Dominos Pizza (New York Stock Exchange: DPZ) leap 4.92% in premarket action Monday after comparable sales during the fourth quarter surpassed analysts' expectations.
The pizza restaurant operator reported fourth-quarter total domestic store comparable sales growth of 2.8% versus 2.2% consensus. Comparable sales increased 5.9% during company-owned stores vs. 2.6% consensus and were 2.6% for franchised locations vs. 2.1% consensus.
Gross margin at company-owned stores in the U.S. fell to 14.7% of sales from 16.3% of sales during the quarter. The decrease in gross margin was primarily due to higher labor costs as a result of higher salaries, higher insurance costs and the increase in loyalty liability resulting from the relaunch of the Domino's Rewards program. Those pressures were partially offset by higher same-store sales driven by a higher number of customer transactions and a decrease in the company's market basket prices. Supply chain gross margin rose to 10.9% of sales from 8.2% a year ago. Net income was $157.3 million compared to $158.3 million a year ago. EPS stood at $4.48, compared to the consensus of $4.40 and $4.43 a year ago.

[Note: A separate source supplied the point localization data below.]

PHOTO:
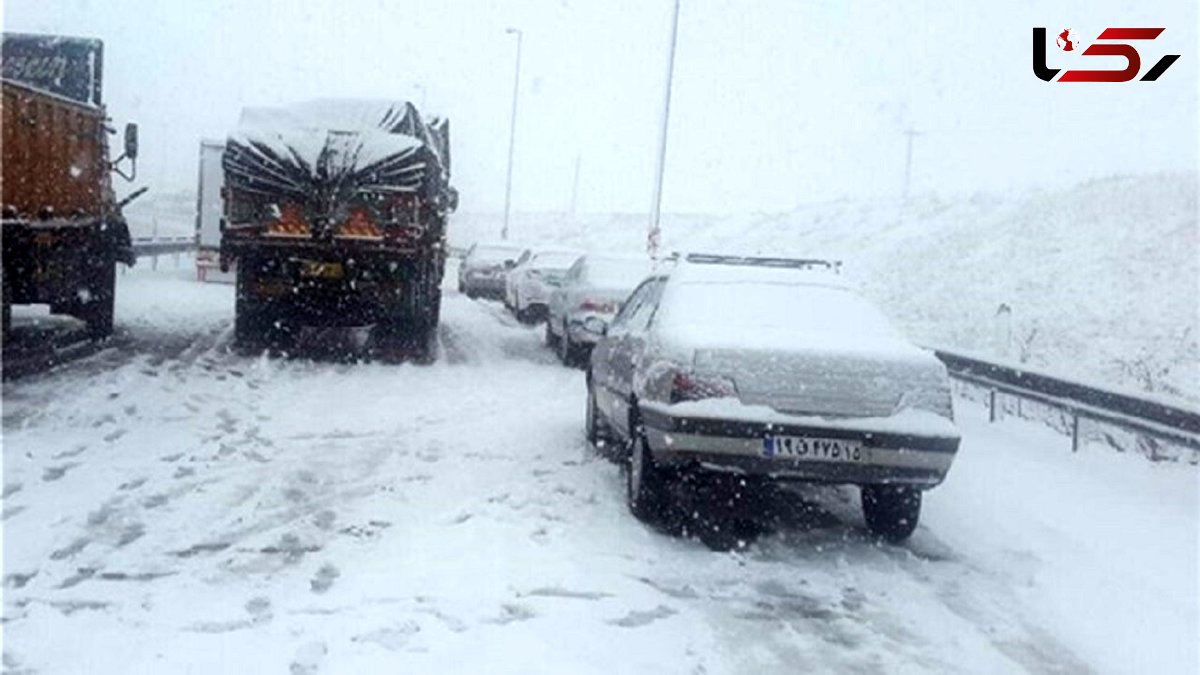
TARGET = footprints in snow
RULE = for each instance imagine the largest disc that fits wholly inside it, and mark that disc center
(324, 578)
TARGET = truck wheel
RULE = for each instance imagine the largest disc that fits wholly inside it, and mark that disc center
(99, 312)
(7, 304)
(891, 511)
(252, 320)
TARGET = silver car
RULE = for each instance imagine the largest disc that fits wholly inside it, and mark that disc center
(485, 267)
(529, 284)
(769, 368)
(592, 293)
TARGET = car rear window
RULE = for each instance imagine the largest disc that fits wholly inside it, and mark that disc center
(553, 261)
(495, 254)
(779, 306)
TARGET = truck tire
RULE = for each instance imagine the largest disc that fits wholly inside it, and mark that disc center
(252, 316)
(891, 511)
(100, 308)
(7, 304)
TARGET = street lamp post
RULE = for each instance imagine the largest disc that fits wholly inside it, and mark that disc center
(652, 240)
(513, 135)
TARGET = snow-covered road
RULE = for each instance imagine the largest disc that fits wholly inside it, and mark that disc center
(172, 507)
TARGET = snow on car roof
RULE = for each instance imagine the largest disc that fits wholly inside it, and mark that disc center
(555, 258)
(690, 272)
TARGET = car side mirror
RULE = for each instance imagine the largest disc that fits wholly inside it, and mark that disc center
(131, 141)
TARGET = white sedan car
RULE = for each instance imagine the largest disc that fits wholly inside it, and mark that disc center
(769, 369)
(529, 284)
(592, 293)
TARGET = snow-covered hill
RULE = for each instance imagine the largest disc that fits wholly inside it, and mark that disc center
(1098, 281)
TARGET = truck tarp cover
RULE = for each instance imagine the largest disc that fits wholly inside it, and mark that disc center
(323, 151)
(64, 66)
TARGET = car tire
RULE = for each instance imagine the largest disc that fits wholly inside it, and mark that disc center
(891, 511)
(567, 351)
(593, 426)
(646, 483)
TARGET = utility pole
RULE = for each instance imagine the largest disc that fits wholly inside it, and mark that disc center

Domino's (DPZ) posted net new store sales growth of 394 units during the quarter and ended with a total store count of 20,591.
CEO Update: “Domino's foundation has never been stronger. Our positive U.S. transactions and same-store sales growth in both our delivery and carryout channels in the fourth quarter underscore the strength and boost our business. These results give us confidence in our brand and the company's ability to earn and create significant value for our shareholders.”
The company also announced a new $1 billion share buyback program.